Jestem przyzwyczajony do specyficznego działania DSG i wiem, że często trzeba wskazać dźwignią tryb S (sport), ale w tym wypadku niestety niewiele to pomaga – program nadal trzyma wyższe obroty i auto jeszcze bardziej wyje. Trochę ma się wrażenie, że od razu przydałoby się nowe oprogramowanie, ale to niestety tylko kolejny element, którego Skoda nie dopracowała. Niby to szczegóły, ale jednak sprawiają, że chciałbym napisać – no świetny samochód, ale raczej poczekajcie na facelifting z decyzją o zakupie, bo jest spora szansa, że wtedy producent poprawi elementy, które przeszkadzają nam w odmianie z początku produkcji.
Skoda Karoq - na tym nie koniec
Kolega dziennikarz, którego cenię, napisał po jeździe próbnej tym modelem, że świetnie radzi sobie na dziurawych drogach. Moim zdaniem chyba go poili młodym winem w tych Włoszech, gdzie odbywały się jazdy próbne.
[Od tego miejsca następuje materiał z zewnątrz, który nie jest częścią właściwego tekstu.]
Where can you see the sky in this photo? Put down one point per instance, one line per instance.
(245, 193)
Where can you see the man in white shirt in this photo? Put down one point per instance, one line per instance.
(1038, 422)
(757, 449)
Na równych drogach ten samochód rzeczywiście daje radę, ale niestety musiałem Karoqiem przejechać kilka gorszych jakościowo dróg między Rzeszowem (a bardziej Jarosławiem, ale nie lubię tego imienia) a Zamościem, gdzie odwiedzałem dalszą rodzinę. No i kurcze (chociaż na usta cisną mi się inne wyrazy), czemu to zawieszenie jest takie sztywne i tak źle wybiera nierówności?
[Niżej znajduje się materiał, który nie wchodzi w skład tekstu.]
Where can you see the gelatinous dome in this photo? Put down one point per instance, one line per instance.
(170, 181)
Przecież tyle tysięcy kilometrów zrobiłem Octaviami dwóch ostatnich generacji i tam zawieszenia były idealnie dobrane (niezależnie od tego, czy z tyłu siedziała belka, czy wielowahacz). Czemu ktoś wymyślił, że Skody zamawiają klienci lubiący sztywne nastawy? Żeby Skoda jeździła chociaż tak, jak w najnowszy Tiguan, który ma zawieszenie sztywne, ale w sumie dość komfortowe. Niestety tutaj jest stanowczo zbyt twardo. Na bocznych drogach Polesia poczułem się bardzo źle, tak mnie wytrzęsło. Co gorsza, Skoda w topowej wersji nie daje możliwości regulacji amortyzatorów. Reasumując, gdybym chciał mieć twarde auto, to bym sobie kupił Alfę, a nie Skodę. W sumie to dość dziwne, bo podobno nawet sama Skoda chwali się, że w tym modelu nastawiła się na komfort. Ja jakoś go nie poczułem.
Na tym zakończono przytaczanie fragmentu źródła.